His bright red Maserati convertible remained on the crime scene, its doors ajar and blood covering the driver’s seat, hours after the shooting.

Collins and his girlfriend were stopped at a light when the gunman, who wore a hoodie, pulled down to obscure his face, started shooting through the driver’s side window, said his lawyer, John Stella.

“He looked to his left. He saw that the guy had a gun and was about to fire, and he started driving away,” Stella said. “He continued driving and he reached the point where he was bleeding pretty profusely, and apparently a good Samaritan drove him and his girl a couple of blocks the rest of the way to Brookdale.”

A bullet struck him in the shoulder, and remained lodged in his back, Stella said.

“He’s in pain, but he’s grateful. He said to me that he feels blessed that this wasn’t fatal in the end,” Stella said.

Collins is out on $500,000 bail following a May shooting at a T.I. concert that left his bodyguard, Ronald McPhatter, dead.

Collins, who was shot in the leg, contends that he wrestled the gun away from the man who killed McPhatter and fired back in self-defense.

“Tonight, Troy Ave was targeted again… on Christmas,” his lawyer, Scott Leemon, said in a written statement Sunday night. “In Brooklyn, going to meet his family for the holiday, he was shot two times. Thankfully, he will survive the second attempt on his life.”

Added Leemon, “As we have said from the beginning – he is a victim. We pray for his speedy recovery.”

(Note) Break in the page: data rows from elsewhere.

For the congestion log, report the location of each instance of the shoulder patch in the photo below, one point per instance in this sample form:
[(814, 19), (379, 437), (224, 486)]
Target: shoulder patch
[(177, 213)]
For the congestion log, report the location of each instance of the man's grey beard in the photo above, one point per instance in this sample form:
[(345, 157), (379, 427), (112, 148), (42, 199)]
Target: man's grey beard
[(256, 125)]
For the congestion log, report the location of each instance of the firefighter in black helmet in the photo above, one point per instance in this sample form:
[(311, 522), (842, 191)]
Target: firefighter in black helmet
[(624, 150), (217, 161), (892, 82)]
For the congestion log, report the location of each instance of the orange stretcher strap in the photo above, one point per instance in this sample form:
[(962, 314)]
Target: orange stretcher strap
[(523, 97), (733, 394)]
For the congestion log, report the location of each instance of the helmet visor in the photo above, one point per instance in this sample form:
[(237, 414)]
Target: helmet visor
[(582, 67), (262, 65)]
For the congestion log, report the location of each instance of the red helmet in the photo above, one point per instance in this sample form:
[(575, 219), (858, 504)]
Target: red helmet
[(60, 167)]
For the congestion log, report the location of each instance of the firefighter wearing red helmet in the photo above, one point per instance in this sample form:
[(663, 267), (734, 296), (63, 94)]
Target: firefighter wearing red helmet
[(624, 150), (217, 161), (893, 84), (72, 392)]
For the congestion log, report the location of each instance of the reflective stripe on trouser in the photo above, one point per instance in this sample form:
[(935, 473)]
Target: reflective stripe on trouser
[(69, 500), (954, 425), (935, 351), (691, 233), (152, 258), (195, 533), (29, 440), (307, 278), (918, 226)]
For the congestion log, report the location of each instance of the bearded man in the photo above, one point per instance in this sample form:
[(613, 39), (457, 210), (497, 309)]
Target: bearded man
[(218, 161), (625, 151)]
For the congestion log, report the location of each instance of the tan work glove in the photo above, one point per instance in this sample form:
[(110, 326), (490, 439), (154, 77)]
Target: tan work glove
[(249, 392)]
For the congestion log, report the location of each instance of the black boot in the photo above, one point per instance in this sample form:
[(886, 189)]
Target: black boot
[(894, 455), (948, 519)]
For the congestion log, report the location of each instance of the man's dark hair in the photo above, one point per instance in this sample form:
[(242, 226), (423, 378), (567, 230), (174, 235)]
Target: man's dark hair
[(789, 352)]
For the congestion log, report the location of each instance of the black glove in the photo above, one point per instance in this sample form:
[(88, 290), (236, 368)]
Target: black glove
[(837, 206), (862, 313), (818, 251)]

Collins spoke to 20 high school students earlier this month at Columbia University’s Teachers College.

Showing the students his ankle monitor, he said, “This comes from choices, choices I had to make at the time. It was either fight for my life or fight for my freedom…. Now I gotta fight to clear my name.”

Collins is due back in court on Jan. 26. No other shooters in the Irving Plaza incident have been caught.